The SBLF is a $30 billion fund set aside by the Treasury Department with the purpose of stimulating small business lending. Taxpayer dollars from the fund will be used to inject capital directly into community banks (traditionally the biggest source of financing for small businesses). In return, banks will pay a dividend to Treasury at a rate tied to their small business lending levels. The more a bank increases its lending to small businesses, the lower the rate on its funds. Treasury believes this sliding-scale rate will provide strong incentives to increase lending.
The problem with this approach is twofold.
First, it addresses the wrong problem at the wrong time. The president first proposed the SBLF in his State of the Union address in January 2010. Nearly a year and a half later, Treasury has yet to use a single dollar to actually help banks make loans. In the meantime, the approach became all but obsolete to an ever-changing, dynamic economy. The financial crisis has now largely passed and the SBLF fails to address the current challenges facing small businesses and the banks that lend to them.
Let’s look at the specifics. Treasury’s approach is to inject capital into the banks, but it doesn’t appear that lack of capital is the banks’ problem. Banks are sitting on one of the largest stockpiles of cash and excess reserves in history, but bankers have repeatedly reported that lackluster demand for loans leaves them with few opportunities to employ this capital profitably. Here we see the ripple effects of the recent recession: with continued economic uncertainty and depressed consumer spending, businesses remain reluctant to take on the credit risk of financing for new investments. In fact, surveys of small business owners confirm that only 31 percent of owners have reported regularly seeking credit to finance their businesses in recent months, near a record low. Until demand returns, loan growth will remain stagnant. As one community banker explained to a congressional panel over a year ago, “[Our bank] certainly has room to expand lending, given that we have [excellent capital ratios]…We would do more, but it is difficult to find anyone who has not been impacted and remains creditworthy.”

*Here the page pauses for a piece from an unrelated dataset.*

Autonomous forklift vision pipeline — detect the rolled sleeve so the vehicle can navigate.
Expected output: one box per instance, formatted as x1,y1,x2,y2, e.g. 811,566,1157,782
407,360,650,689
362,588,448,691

Small banks are just as likely to complain that over-zealous regulators — tightening their standards and ramping up oversight because they were embarrassed by their failure to prevent the last financial crisis — are getting in the way, consuming bankers’ time and resources, and preventing them from making what they believe are sound loans to creditworthy borrowers. At a recent hearing, a community banker from Ohio told a panel of senators that this increased oversight is a “huge disruption to business” and that it continues to “crush our ability to respond effectively, efficiently, and quickly” to customers’ needs.
Likewise, the program does little to help small businesses because it fails to tackle the most pressing problems they face in today’s economic environment. It is true that many small businesses continue to report difficulty obtaining credit, and lending certainly has not returned to its pre-crisis strength. But a litany of data suggest that credit conditions for small businesses have already begun easing over the last year, prior to a single SBLF dollar being spent.